Supreme Court restores privacy in smackdown of California

July 6, 2021   •  By Luke Wachob   •    •  , , ,

This piece originally appeared in Washington Examiner on July 6, 2021. 

 

When you join with others in support of a cause, state officials don’t have a right to track you. That’s the upshot of last week’s Supreme Court ruling affirming the right to support nonprofit groups without being monitored by the state.

In an opinion likely to be recognized as a landmark case, the court struck down a California requirement that charities turn over a list of their major supporters before soliciting donations. The state failed to prove it needed the lists to enforce its tax laws or anything else.

California claimed it would keep the supporter names confidential. But a trial in the lower court revealed that the state carelessly exposed thousands of charity donor lists on a public website, a mistake that can’t be undone. Once a person’s identity and membership in a group is publicly exposed online, they are forever vulnerable to harassment and retaliation for their beliefs. Today’s unforgiving cancel culture heightens those threats.

Fortunately, the Supreme Court on Thursday reaffirmed the “vital relationship” between freedom of association and privacy.

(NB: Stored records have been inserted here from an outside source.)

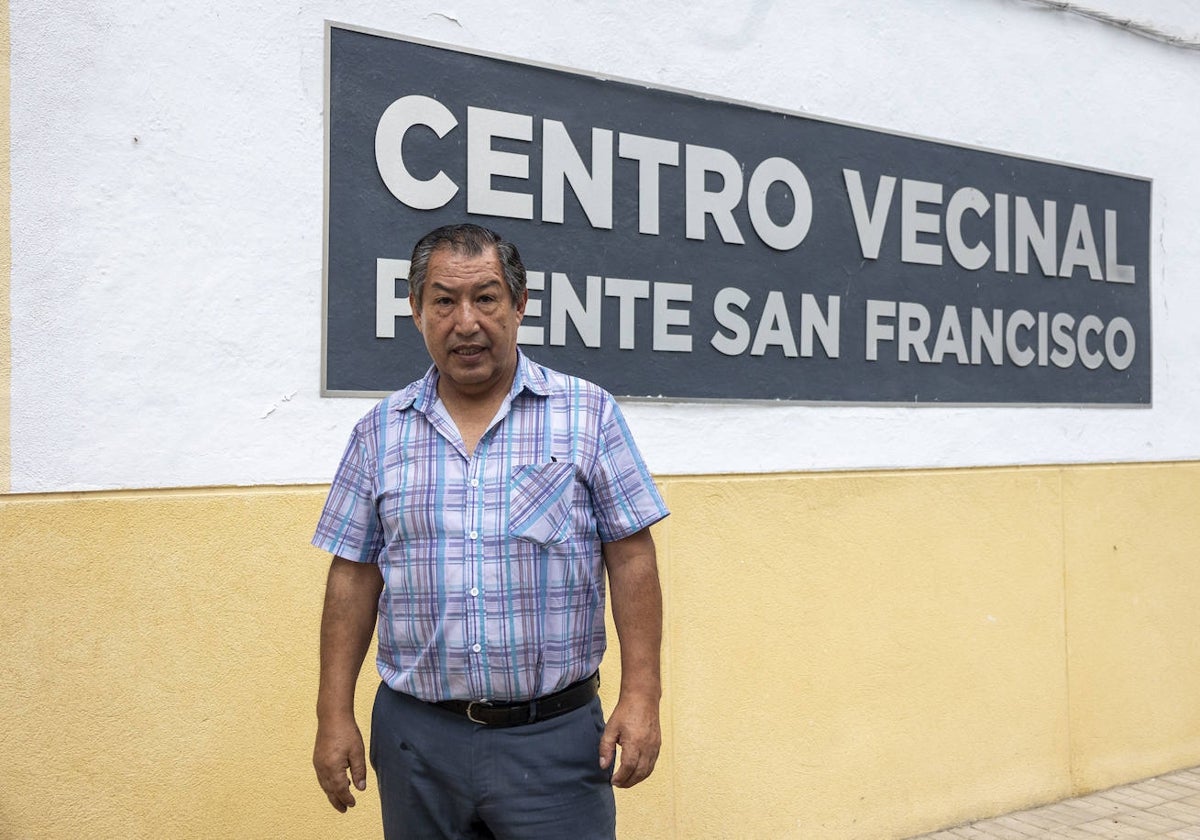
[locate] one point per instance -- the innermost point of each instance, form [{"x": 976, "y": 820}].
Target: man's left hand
[{"x": 634, "y": 725}]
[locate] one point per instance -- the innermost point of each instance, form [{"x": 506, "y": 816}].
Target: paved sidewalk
[{"x": 1164, "y": 807}]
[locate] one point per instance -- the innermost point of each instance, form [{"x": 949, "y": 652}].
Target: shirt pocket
[{"x": 540, "y": 502}]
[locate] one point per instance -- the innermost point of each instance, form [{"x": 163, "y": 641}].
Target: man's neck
[{"x": 473, "y": 413}]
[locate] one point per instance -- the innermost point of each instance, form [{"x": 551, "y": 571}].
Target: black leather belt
[{"x": 519, "y": 714}]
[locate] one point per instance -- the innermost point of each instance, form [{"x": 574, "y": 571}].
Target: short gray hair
[{"x": 469, "y": 240}]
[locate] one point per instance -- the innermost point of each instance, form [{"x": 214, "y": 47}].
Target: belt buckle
[{"x": 472, "y": 718}]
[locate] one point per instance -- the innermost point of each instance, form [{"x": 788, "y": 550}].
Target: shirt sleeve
[
  {"x": 349, "y": 523},
  {"x": 623, "y": 492}
]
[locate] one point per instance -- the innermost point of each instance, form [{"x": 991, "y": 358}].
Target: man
[{"x": 474, "y": 515}]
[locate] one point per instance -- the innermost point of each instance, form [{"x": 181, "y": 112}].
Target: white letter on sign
[
  {"x": 793, "y": 233},
  {"x": 396, "y": 120}
]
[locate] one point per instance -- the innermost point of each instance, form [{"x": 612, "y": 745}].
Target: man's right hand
[{"x": 339, "y": 749}]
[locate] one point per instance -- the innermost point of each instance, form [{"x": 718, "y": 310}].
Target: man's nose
[{"x": 466, "y": 318}]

If people reasonably fear that their membership in a group will be revealed, either publicly or to powerful state officials, they will be deterred from exercising their First Amendment rights to assemble and speak out on controversial issues. Just as we vote in private booths, we have a right to join and speak in private groups.

When the government wishes to pierce this privacy, it needs a good reason. California failed to provide one. Yet it found support from politicians who have fought to rebrand movements of private citizens as nefarious “dark money groups.” This effort has led to numerous state laws over the last decade treating long-standing nonprofit organizations as campaign committees. These laws expose sensitive information about private citizens to state officials while revealing nothing to voters about government. They call it transparency.

Free speech advocates warned that the campaign against so-called dark money would be a race to the bottom that puts everyone’s privacy at risk. California proved their case, demanding supporter lists from every charitable organization in the state. No wonder it was opposed in Thursday’s case by hundreds of groups from across the political spectrum, including the United States Chamber of Commerce, the American Civil Liberties Union, the Council on American-Islamic Relations, and the Zionist Organization of America.

The court was careful to note in its ruling that this was no campaign finance case. The plaintiffs are charitable organizations barred by federal law from participating in campaigns. That hasn’t stopped disgruntled politicians from claiming the decision is a strike against campaign finance laws.

The real takeaway should be how broadly First Amendment rights were violated before the Supreme Court stepped in. The right to join and support nonprofit organizations privately was unanimously recognized by the Supreme Court way back in 1958. Yet that precedent had been eroded so thoroughly that California eventually felt free to ignore it altogether. The 9th U.S. Circuit Court of Appeals agreed it could.

The Supreme Court corrected that grave error with a decision that begins to restore freedom of association to the vaunted status it rightfully held in the 20th century. Hopefully, one day we will look back and see that California’s overreach awakened the court to the new generation of threats facing our most fundamental First Amendment freedoms.